Grand Traverse County pension advisory board provides insight into fiscal mismanagement.
Honey, go get your credit card please. Ignore the scissors, just hand it over.
Its like that. The Grand Traverse County Board of Commissioners has a little issue that has been looming, called an obligation. Debt by a different name, and because the Michigan constitution says it must be honored, it is little more than chains that bind our children to their parents bad decisions. From the local fish wrap:
TRAVERSE CITY — A one-page road map past Grand Traverse County’s pension debt hurdle will makes its way to county commissioners, who soon could decide whether to ask taxpayers for a millage.

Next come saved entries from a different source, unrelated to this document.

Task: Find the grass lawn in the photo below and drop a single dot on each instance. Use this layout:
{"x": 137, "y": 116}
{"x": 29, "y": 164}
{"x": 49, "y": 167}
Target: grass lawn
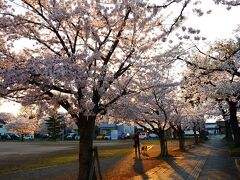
{"x": 59, "y": 158}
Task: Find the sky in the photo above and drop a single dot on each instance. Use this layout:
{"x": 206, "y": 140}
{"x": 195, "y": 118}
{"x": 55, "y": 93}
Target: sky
{"x": 214, "y": 26}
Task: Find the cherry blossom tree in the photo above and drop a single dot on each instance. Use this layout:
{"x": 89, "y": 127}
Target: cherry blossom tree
{"x": 83, "y": 55}
{"x": 216, "y": 74}
{"x": 25, "y": 122}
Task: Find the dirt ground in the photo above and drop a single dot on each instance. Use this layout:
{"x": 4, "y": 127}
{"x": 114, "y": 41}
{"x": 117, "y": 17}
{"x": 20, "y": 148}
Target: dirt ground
{"x": 122, "y": 167}
{"x": 131, "y": 165}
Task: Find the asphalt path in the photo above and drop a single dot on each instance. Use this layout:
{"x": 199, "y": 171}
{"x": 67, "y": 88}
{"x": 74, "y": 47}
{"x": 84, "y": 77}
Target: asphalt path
{"x": 12, "y": 153}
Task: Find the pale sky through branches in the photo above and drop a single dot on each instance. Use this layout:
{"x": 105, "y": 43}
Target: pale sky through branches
{"x": 219, "y": 24}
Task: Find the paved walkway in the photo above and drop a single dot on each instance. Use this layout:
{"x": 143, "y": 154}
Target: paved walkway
{"x": 207, "y": 161}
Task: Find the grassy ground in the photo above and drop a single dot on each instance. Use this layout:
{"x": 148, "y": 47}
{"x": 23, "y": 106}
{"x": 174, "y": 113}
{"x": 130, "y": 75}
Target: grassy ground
{"x": 70, "y": 156}
{"x": 60, "y": 158}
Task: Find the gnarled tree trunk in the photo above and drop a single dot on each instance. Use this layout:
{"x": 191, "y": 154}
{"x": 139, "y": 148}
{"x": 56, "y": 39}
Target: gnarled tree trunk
{"x": 163, "y": 144}
{"x": 195, "y": 135}
{"x": 181, "y": 140}
{"x": 228, "y": 132}
{"x": 86, "y": 128}
{"x": 234, "y": 122}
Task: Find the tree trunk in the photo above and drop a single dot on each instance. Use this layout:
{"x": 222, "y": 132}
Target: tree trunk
{"x": 163, "y": 145}
{"x": 86, "y": 128}
{"x": 234, "y": 123}
{"x": 195, "y": 135}
{"x": 228, "y": 132}
{"x": 181, "y": 140}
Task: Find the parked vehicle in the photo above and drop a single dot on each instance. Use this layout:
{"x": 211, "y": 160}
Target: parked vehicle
{"x": 28, "y": 137}
{"x": 152, "y": 135}
{"x": 5, "y": 137}
{"x": 107, "y": 137}
{"x": 70, "y": 136}
{"x": 124, "y": 136}
{"x": 100, "y": 137}
{"x": 143, "y": 135}
{"x": 77, "y": 137}
{"x": 13, "y": 136}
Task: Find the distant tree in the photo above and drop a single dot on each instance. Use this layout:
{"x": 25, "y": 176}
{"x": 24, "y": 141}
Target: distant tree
{"x": 55, "y": 126}
{"x": 215, "y": 74}
{"x": 84, "y": 54}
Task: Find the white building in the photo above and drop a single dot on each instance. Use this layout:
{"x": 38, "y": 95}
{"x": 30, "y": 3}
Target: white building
{"x": 2, "y": 127}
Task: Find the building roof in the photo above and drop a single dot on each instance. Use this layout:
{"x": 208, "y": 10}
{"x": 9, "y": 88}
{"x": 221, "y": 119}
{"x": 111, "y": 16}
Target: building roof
{"x": 103, "y": 125}
{"x": 2, "y": 121}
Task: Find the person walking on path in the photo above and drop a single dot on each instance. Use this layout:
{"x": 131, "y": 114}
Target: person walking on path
{"x": 136, "y": 143}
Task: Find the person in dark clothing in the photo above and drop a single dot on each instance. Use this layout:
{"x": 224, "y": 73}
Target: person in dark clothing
{"x": 136, "y": 143}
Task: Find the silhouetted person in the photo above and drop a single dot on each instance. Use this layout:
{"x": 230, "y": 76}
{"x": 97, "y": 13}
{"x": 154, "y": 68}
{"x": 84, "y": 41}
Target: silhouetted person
{"x": 136, "y": 143}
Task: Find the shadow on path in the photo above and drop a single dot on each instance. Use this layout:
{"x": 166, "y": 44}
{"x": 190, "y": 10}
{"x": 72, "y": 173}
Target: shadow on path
{"x": 178, "y": 169}
{"x": 219, "y": 163}
{"x": 138, "y": 167}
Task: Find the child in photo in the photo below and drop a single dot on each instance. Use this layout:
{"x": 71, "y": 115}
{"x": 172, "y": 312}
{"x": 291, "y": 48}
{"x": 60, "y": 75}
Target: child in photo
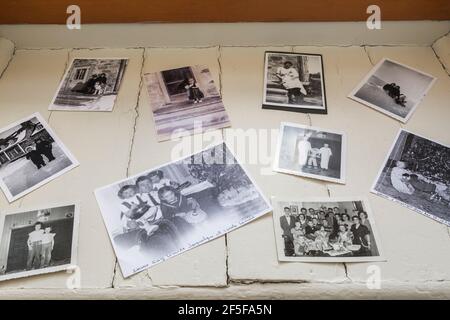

Pension advisory board Chair Michael Gillman on Monday requested a broad-stroke recommendation that “the people who have to pay the bills” could understand. He and his fellow board members agreed on a set of steps to deal with the county’s defined benefit pension debt.
Past county officials offered that pension to employees but failed to fund the obligations. The bill for 276 retirees and 88 eventually-will-retire current employees is growing year-by-year and threatens to dominate the county’s budget.
“The bottom line is that the public has to somehow understand that we have received services that we haven’t paid between $50 (million) and $70 million toward those services,” Gillman said. “We got those services. We got the bill. The bill has to be paid constitutionally. And we’ve got to pay it in a way that minimizes impact, to the extent possible, on taxpayers and on current employees who aren’t under that plan.”
The solution is to drastically cut services, or get more money somehow.
So in all likelihood, a millage request will be first. 1 Mil that will raise about $5million annually, and that will add about $80 per homeowner. A millage that will likely find spectacular defeat, as it is not something that will offer ‘instant gratification’ as would fresh roads, happy senior citizens, better school services or properly paid for libraries.
indeed, a millage of this caliber needs proper ownership. And though there are plenty of other players responsible for over 2 decades of mismanagement on the county board, there are certain names that need to be remembered because they are still with us in elected office, performing big government feats with big government idealism.
We’ll call it the “Sonny Wheelock, Larry Inman, Wayne Schmidt, Memorial Millage.”
If the above appeared on the tax bills of Grand Traverse County property owners next to the assessed amount, I wonder how that would affect their future endeavors?